Sentry is totally dead

So we just deployed Sentry on-premise. It’s been working fine since Monday. Wednesday afternoon, it stopped receiving events completely. No errors, events were still being sent, and servers could still connect to the Sentry server, just nothing was being recorded.

Today I started to mess with it. I ran docker-compose down to try and restart it, but I got this error ERROR: error while removing network: network sentry_onpremise_default id XXX has active endpoints.

So I tried this suggestion from Github and ran docker network disconnect -f {network} {endpoint-name}, which I ran against the two endpoints sentry_onpremise_snuba-replacer_1 and sentry_onpremise_snuba-consumer_1.

I tried docker-compose up -d, but it didn’t start the snuba containers, it said the images were already there. Tried hitting the Sentry dashboard, but I got a connection reset error. Nothing. Dead.

I then tried docker-compose up -d --force-recreate, it recreated those two images, still Sentry was dead.

I then noticed my Sentry test server, which is still working fine, had a different list of containers, it had snuba-outcomes-consumer. I realized that this had only recently been added, so on my main Sentry server I ran install.sh to upgrade. Everything seemed to go fine, so I ran docker-compose up -d. Everything was green (no snuba-outcomes-consumer was listed), I hit Sentry again, and still dead. Connection reset.

At this point, I don’t know wtf to do with it. I’m a newbie with Docker, so I’m guessing I screwed something up.
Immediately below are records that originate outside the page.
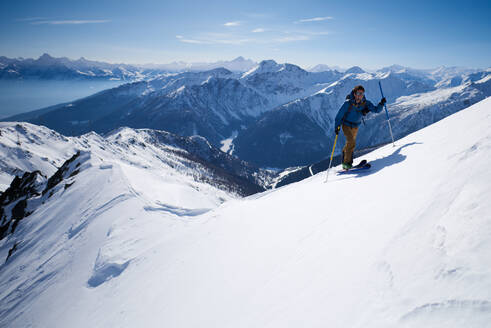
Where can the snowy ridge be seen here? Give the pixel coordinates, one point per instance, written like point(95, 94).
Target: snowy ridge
point(193, 158)
point(413, 252)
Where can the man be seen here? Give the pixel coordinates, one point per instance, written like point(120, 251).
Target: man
point(349, 118)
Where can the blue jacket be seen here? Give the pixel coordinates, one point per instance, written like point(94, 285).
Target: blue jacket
point(352, 117)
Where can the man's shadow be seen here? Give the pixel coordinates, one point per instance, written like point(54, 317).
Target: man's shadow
point(395, 158)
point(319, 167)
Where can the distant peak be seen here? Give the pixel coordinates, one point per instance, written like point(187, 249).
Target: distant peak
point(45, 56)
point(355, 70)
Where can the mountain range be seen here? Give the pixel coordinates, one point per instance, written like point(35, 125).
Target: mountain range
point(47, 67)
point(274, 115)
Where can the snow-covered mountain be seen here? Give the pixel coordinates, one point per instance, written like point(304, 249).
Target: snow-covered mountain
point(274, 115)
point(301, 131)
point(26, 148)
point(119, 245)
point(47, 67)
point(239, 64)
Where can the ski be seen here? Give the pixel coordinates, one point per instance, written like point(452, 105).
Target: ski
point(357, 168)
My newly deployed Sentry server is dead in the water, I can’t access the dashboard, and I’m not seeing any errors from anything.
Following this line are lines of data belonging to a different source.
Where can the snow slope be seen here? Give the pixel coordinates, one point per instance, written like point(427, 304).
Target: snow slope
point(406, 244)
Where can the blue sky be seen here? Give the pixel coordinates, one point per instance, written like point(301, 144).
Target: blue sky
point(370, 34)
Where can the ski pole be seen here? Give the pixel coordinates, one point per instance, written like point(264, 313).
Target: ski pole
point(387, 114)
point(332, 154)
Any help here would be truly appreciated.

It is a bit hard to decipher your setup from you description so your post may benefit from some clarification such as “I have 2 Sentry deployments, one for prod and one for testing. They are at versions and . I did the following steps and here are the install and error logs.” etc.
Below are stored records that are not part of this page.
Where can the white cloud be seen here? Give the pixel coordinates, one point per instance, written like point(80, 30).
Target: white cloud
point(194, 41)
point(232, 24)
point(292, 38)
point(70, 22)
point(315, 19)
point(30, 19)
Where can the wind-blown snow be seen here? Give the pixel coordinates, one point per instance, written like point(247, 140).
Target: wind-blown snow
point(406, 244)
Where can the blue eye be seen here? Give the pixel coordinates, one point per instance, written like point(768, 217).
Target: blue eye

From what I can tell, when you tried to run docker-compose down, snuba_replacer and snuba_consumer were still busy processing events. The post you refer to specifically mentions this command to be run ONLY if the containers are missing, which was not the case for you. Moreover, if you just want to “turn off” a deployment, the command is docker-compose stop, which retains the containers and the network. docker-compose down is akin to uninstalling something, trying to remove the network and containers and then even images and volumes if you pass certain flags.

No errors, events were still being sent, and servers could still connect to the Sentry server, just nothing was being recorded.

This implies a stuck Snuba instance so restarting them probably would have solved the issue: docker-compose restart snuba_consumer etc. You also 100% need the post-process-forwarder as that’s what makes the processed issues appear on Sentry side.

Everything seemed to go fine, so I ran docker-compose up -d . Everything was green (no snuba-outcomes-consumer was listed), I hit Sentry again, and still dead. Connection reset.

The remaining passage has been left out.